Some people are playing a game online. Every time a person plays, a new game board is generated randomly. On generation of a new board, the player can also choose a special weapon. (The choice of weapon does not affect the board generation.)
Over time, observed data are like this:
player weapon win
3 5 0 # player 3 used weapon 5 and lost
4 2 1 # player 4 used weapon 2 and won
8 1 1 # player 8 used no weapon and won
To find out if some players are better with some weapons, and others with other weapons, I've modeled this as a Bayesian logistic regression:
$logit(Pr(Win=1)) = \alpha_{p,w}$
$\alpha_{p,w} \sim N(\mu_{w},\sigma^2)$
So, $\mu_w$ is the effect of weapon $w$ across all players, and $\alpha_{p,w}$ is the effect of player $p$ with weapon $w$.

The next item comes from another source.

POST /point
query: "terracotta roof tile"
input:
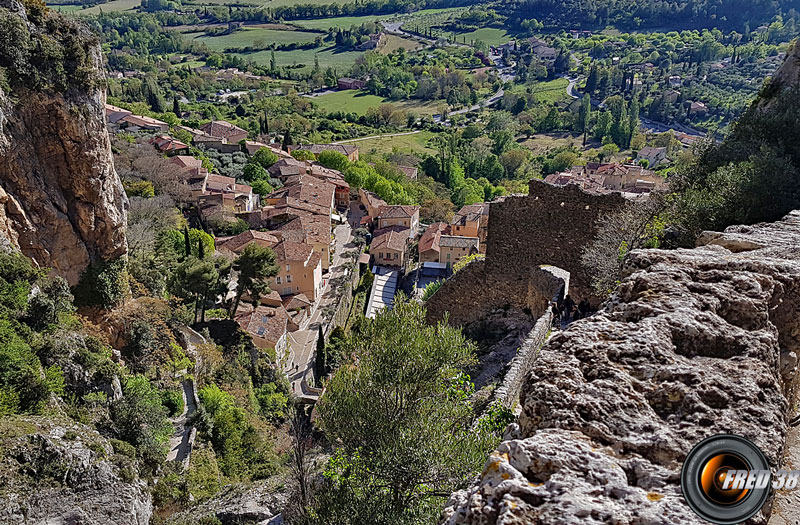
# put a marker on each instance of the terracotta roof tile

Because this is a Bayesian model, the prior for $\alpha_{p,w}$ is $\mu_w$, so in theory, I can estimate $\alpha_{p,w}$ for all combinations of $p$ and $w$ even if some players never use some weapons. (JAGS will do this with nested for loops over players and weapons, for example.) But is that a bad idea?
Also, is there a special name for this kind of model?
P.S. Please edit the title and tags if you can make it clearer.